CASSA IN ROSSOBLÙ - La maxi-trattativa non si esaurisce con il solo esterno inglese. I due club hanno definito anche il passaggio di Federico Cassa, che compirà il tragitto inverso trasferendosi in Emilia a titolo definitivo. Il giovane centrocampista, inserito nella lista dei convocati per la trasferta europea di Miskolc, lascia dunque il vivaio nerazzurro dopo essere stato aggregato alla prima squadra.

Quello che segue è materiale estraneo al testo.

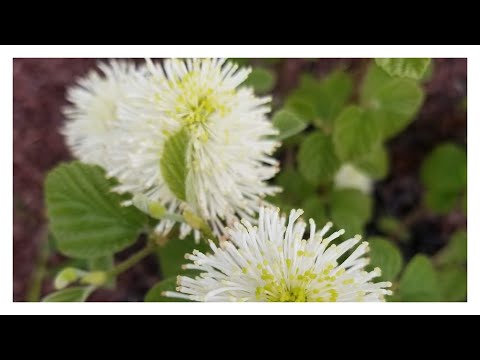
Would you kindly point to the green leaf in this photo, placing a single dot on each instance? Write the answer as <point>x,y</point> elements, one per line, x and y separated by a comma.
<point>356,133</point>
<point>155,293</point>
<point>453,282</point>
<point>314,208</point>
<point>288,123</point>
<point>173,163</point>
<point>404,67</point>
<point>335,90</point>
<point>385,255</point>
<point>326,98</point>
<point>375,164</point>
<point>153,208</point>
<point>105,263</point>
<point>445,169</point>
<point>396,101</point>
<point>172,254</point>
<point>420,281</point>
<point>302,108</point>
<point>444,175</point>
<point>295,187</point>
<point>76,294</point>
<point>352,202</point>
<point>66,277</point>
<point>85,216</point>
<point>317,160</point>
<point>261,79</point>
<point>455,253</point>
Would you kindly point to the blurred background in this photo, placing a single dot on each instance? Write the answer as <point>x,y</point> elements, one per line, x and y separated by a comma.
<point>399,212</point>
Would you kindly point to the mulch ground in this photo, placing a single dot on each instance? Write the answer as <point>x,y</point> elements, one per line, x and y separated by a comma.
<point>39,95</point>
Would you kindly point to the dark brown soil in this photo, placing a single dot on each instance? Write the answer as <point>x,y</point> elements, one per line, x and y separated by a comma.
<point>39,89</point>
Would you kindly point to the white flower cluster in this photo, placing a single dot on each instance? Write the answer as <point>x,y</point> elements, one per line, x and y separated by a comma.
<point>272,263</point>
<point>122,119</point>
<point>128,118</point>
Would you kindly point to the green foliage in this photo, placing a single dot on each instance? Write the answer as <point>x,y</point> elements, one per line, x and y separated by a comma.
<point>453,283</point>
<point>295,187</point>
<point>419,281</point>
<point>302,108</point>
<point>321,99</point>
<point>455,253</point>
<point>350,210</point>
<point>386,256</point>
<point>85,216</point>
<point>261,79</point>
<point>288,123</point>
<point>173,163</point>
<point>356,133</point>
<point>444,175</point>
<point>404,67</point>
<point>395,101</point>
<point>315,208</point>
<point>66,277</point>
<point>155,294</point>
<point>75,294</point>
<point>317,160</point>
<point>375,163</point>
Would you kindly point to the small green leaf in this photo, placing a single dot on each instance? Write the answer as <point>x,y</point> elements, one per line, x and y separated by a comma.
<point>261,79</point>
<point>334,92</point>
<point>288,123</point>
<point>326,97</point>
<point>96,278</point>
<point>295,187</point>
<point>444,175</point>
<point>314,208</point>
<point>86,217</point>
<point>395,100</point>
<point>420,281</point>
<point>356,133</point>
<point>317,160</point>
<point>385,255</point>
<point>302,108</point>
<point>66,277</point>
<point>155,294</point>
<point>453,282</point>
<point>76,294</point>
<point>105,263</point>
<point>455,253</point>
<point>152,208</point>
<point>445,169</point>
<point>375,163</point>
<point>173,163</point>
<point>172,254</point>
<point>404,67</point>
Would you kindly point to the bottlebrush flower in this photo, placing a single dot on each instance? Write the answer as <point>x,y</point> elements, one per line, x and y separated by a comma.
<point>229,141</point>
<point>271,263</point>
<point>92,114</point>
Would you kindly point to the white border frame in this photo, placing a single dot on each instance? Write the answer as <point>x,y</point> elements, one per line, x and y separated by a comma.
<point>300,51</point>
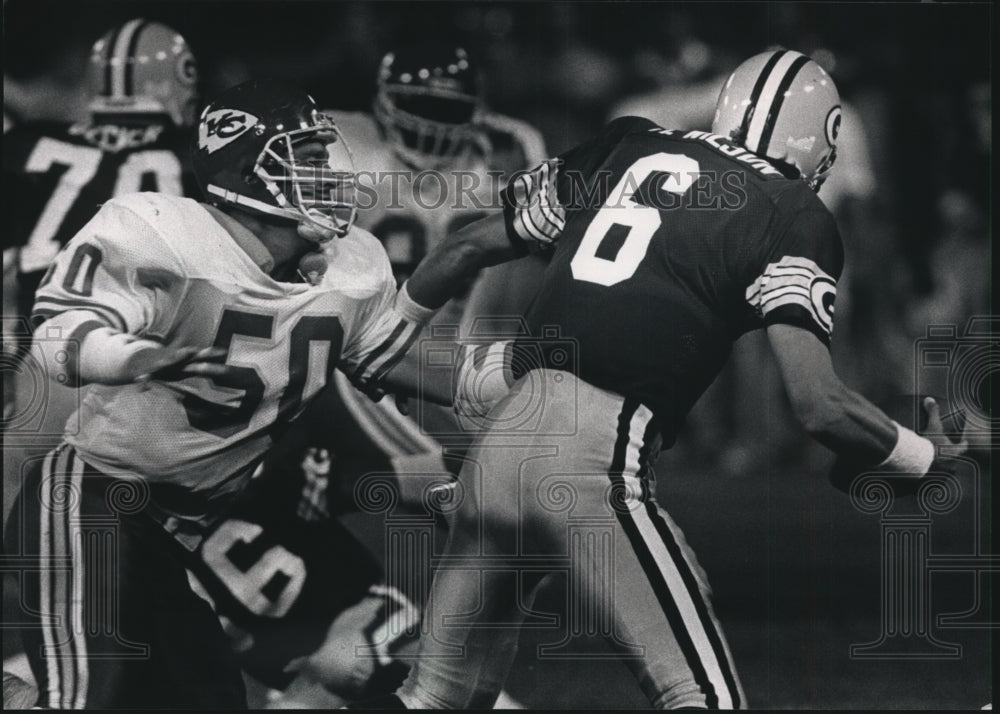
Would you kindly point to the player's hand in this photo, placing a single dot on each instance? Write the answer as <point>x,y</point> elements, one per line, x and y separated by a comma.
<point>935,432</point>
<point>173,363</point>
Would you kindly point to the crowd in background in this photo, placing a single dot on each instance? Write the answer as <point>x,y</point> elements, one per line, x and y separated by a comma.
<point>910,190</point>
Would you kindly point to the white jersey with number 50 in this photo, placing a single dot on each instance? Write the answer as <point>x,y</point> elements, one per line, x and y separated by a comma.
<point>163,268</point>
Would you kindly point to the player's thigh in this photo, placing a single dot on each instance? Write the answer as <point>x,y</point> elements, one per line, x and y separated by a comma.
<point>549,451</point>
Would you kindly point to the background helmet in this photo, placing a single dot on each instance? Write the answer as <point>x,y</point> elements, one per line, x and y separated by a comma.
<point>143,67</point>
<point>782,105</point>
<point>427,101</point>
<point>245,155</point>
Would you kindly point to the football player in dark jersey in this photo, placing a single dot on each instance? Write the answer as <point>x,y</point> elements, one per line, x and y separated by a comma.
<point>665,246</point>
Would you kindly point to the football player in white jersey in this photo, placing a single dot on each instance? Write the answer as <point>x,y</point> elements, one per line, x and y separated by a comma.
<point>431,158</point>
<point>200,329</point>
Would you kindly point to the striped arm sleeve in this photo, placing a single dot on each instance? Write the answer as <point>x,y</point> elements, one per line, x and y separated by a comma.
<point>533,216</point>
<point>118,268</point>
<point>384,339</point>
<point>796,291</point>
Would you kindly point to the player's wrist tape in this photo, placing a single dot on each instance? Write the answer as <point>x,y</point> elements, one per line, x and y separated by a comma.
<point>411,310</point>
<point>484,378</point>
<point>912,455</point>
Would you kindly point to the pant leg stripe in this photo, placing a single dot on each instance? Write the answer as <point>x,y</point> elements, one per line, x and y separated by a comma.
<point>63,546</point>
<point>653,570</point>
<point>76,603</point>
<point>52,674</point>
<point>722,655</point>
<point>698,616</point>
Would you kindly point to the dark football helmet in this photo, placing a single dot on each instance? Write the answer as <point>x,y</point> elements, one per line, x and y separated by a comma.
<point>142,67</point>
<point>260,147</point>
<point>427,102</point>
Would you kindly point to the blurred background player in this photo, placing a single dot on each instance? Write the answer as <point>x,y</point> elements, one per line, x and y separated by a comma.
<point>654,285</point>
<point>142,78</point>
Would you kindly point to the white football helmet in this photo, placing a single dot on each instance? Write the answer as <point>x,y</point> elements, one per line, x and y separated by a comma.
<point>783,106</point>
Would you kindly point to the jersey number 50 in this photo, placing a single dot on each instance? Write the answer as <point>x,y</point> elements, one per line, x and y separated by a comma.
<point>640,222</point>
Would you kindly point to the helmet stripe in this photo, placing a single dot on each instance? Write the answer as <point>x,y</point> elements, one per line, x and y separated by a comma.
<point>130,59</point>
<point>772,115</point>
<point>119,57</point>
<point>768,94</point>
<point>758,87</point>
<point>109,47</point>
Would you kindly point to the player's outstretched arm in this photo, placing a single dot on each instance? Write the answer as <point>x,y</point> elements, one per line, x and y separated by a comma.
<point>845,421</point>
<point>458,257</point>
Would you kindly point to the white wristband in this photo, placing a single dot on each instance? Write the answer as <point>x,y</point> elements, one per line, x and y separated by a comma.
<point>484,378</point>
<point>412,311</point>
<point>911,456</point>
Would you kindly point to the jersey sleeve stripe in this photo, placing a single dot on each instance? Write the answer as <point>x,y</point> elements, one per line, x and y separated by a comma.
<point>375,353</point>
<point>537,218</point>
<point>53,305</point>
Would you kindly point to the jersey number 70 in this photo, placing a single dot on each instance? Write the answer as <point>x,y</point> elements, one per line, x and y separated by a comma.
<point>640,221</point>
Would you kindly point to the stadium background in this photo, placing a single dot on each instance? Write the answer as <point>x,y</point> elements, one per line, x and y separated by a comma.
<point>795,568</point>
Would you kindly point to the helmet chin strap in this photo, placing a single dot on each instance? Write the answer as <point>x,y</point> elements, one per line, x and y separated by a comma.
<point>312,267</point>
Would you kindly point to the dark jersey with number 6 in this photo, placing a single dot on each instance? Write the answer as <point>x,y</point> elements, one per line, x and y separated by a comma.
<point>57,176</point>
<point>666,247</point>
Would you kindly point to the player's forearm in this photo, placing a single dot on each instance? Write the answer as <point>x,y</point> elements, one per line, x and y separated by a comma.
<point>458,258</point>
<point>77,347</point>
<point>408,380</point>
<point>849,424</point>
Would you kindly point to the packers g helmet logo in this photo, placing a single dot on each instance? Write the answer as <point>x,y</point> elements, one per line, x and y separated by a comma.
<point>833,125</point>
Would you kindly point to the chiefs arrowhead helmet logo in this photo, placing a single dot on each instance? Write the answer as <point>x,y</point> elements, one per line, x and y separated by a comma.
<point>221,127</point>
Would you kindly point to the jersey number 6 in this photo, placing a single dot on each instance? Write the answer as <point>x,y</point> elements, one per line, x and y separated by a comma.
<point>640,222</point>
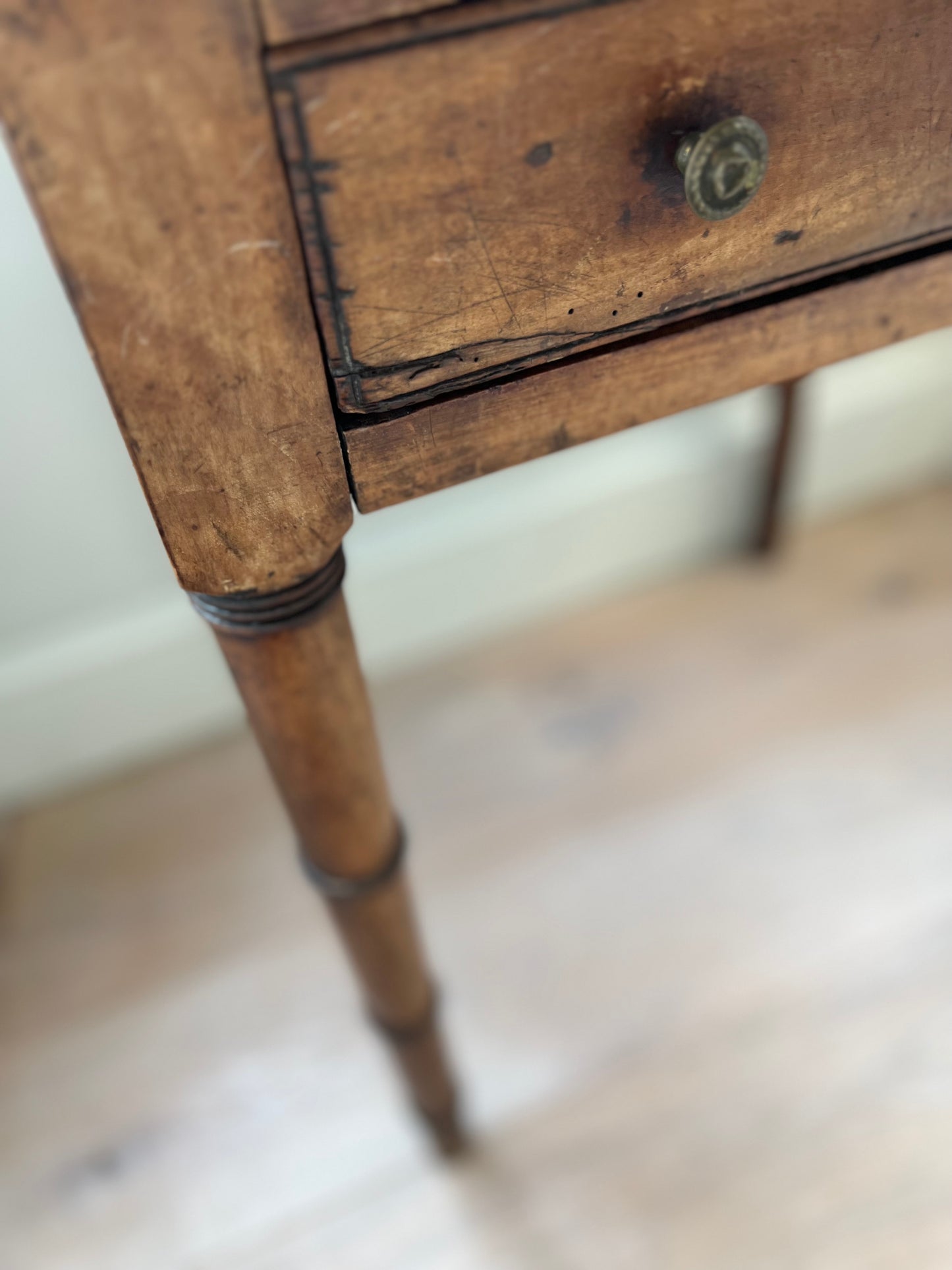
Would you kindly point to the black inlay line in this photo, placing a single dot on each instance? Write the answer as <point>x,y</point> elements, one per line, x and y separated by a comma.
<point>449,390</point>
<point>330,272</point>
<point>318,61</point>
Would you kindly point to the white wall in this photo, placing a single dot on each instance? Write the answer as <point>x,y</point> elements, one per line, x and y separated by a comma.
<point>103,663</point>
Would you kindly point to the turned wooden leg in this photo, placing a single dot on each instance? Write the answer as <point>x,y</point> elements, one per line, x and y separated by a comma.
<point>768,526</point>
<point>293,654</point>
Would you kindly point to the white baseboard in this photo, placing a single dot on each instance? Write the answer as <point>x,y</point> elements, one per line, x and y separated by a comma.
<point>430,578</point>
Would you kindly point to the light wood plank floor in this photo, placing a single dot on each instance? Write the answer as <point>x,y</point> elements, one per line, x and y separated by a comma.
<point>686,867</point>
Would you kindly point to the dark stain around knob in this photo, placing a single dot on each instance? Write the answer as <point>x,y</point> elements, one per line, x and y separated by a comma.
<point>678,113</point>
<point>540,154</point>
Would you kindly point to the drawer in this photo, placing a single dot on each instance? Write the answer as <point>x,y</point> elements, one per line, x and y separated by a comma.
<point>479,197</point>
<point>287,20</point>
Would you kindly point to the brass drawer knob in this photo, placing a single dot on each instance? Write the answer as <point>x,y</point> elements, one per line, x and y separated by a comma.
<point>724,167</point>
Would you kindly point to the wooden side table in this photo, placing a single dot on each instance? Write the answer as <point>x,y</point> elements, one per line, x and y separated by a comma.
<point>515,225</point>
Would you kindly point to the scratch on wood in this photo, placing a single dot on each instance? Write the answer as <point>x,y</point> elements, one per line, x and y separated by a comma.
<point>258,245</point>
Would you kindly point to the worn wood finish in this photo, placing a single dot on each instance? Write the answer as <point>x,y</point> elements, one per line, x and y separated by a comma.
<point>287,20</point>
<point>777,478</point>
<point>527,204</point>
<point>690,863</point>
<point>308,704</point>
<point>145,138</point>
<point>457,440</point>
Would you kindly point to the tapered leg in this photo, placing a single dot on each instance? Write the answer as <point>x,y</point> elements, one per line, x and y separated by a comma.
<point>768,525</point>
<point>294,658</point>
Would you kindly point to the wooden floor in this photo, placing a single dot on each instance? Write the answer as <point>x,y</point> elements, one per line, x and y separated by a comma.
<point>686,865</point>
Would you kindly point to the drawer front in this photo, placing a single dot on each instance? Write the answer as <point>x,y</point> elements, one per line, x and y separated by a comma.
<point>287,20</point>
<point>475,201</point>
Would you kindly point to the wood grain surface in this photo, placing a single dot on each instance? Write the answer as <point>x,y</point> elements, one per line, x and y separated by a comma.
<point>686,863</point>
<point>464,437</point>
<point>472,200</point>
<point>287,20</point>
<point>145,138</point>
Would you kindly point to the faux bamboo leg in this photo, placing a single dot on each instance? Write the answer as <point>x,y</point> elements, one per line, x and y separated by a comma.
<point>294,658</point>
<point>770,520</point>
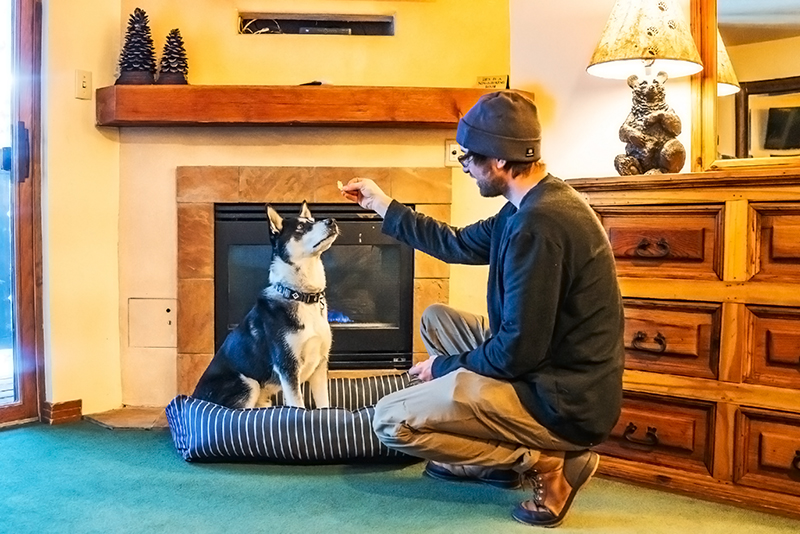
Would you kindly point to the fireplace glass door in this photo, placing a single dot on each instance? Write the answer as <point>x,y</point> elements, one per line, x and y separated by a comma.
<point>369,276</point>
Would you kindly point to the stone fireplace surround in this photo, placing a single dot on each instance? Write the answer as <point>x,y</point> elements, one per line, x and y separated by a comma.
<point>199,188</point>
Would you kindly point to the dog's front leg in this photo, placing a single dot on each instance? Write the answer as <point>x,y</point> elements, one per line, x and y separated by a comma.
<point>291,393</point>
<point>318,382</point>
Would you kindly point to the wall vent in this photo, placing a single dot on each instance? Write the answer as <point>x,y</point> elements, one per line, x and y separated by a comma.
<point>315,24</point>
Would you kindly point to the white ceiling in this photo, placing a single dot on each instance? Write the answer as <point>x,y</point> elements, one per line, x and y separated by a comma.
<point>749,21</point>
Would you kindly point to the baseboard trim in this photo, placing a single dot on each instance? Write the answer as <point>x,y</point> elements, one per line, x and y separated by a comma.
<point>57,413</point>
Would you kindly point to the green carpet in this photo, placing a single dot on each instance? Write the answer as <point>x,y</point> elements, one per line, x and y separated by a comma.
<point>82,478</point>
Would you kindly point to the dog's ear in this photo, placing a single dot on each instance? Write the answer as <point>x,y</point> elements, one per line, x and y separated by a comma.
<point>275,221</point>
<point>305,213</point>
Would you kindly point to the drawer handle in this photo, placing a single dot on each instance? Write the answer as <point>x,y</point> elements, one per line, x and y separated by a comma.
<point>643,248</point>
<point>640,337</point>
<point>650,437</point>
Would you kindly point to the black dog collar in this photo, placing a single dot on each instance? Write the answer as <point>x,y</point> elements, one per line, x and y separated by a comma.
<point>292,294</point>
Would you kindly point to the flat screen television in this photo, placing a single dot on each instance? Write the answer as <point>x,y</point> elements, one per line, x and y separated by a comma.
<point>783,128</point>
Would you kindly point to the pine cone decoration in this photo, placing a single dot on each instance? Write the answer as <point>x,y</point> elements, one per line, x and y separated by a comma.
<point>137,63</point>
<point>174,66</point>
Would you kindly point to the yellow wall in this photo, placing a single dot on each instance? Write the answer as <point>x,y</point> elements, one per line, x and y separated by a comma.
<point>437,43</point>
<point>80,208</point>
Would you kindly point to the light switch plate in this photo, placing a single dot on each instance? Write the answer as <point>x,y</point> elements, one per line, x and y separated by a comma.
<point>451,152</point>
<point>83,85</point>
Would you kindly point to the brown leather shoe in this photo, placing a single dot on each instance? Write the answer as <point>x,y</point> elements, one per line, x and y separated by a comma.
<point>555,484</point>
<point>499,478</point>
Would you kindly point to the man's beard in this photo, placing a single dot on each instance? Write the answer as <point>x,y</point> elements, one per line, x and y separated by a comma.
<point>492,186</point>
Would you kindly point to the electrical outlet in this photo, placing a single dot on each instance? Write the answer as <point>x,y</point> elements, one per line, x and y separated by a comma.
<point>152,323</point>
<point>451,152</point>
<point>83,85</point>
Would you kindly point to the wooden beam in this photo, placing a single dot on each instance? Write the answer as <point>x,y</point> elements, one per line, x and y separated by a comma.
<point>231,105</point>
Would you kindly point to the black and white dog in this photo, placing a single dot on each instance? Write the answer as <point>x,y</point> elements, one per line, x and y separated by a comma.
<point>285,339</point>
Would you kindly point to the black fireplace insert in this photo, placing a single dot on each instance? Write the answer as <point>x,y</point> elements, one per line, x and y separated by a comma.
<point>370,281</point>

DAL MURO ALLA FIRMA - Il ribaltone completa una vicenda che sembrava chiusa più volte. Per giorni Jonathan Rowe era stato dichiarato incedibile dalla dirigenza emiliana, decisa a non privarsene senza un sostituto all'altezza. L'arrivo del rimpiazzo sulla corsia offensiva ha rimosso l'ultimo ostacolo, spianando la strada alla volontà del giocatore, che aveva già dato il proprio assenso da tempo.
IL RINFORZO CHIESTO DA SARRI - L'esterno era in cima alla lista dell'area tecnica fin dalle prime settimane di mercato: Maurizio Sarri aveva chiesto un innesto capace di alzare il livello sulla fascia sinistra offensiva, e la società ha portato a termine l'operazione a poche ore dalla chiusura della sessione.
Quaranta milioni potenziali, un accordo verbale e una promessa mantenuta. La Dea ha il suo esterno.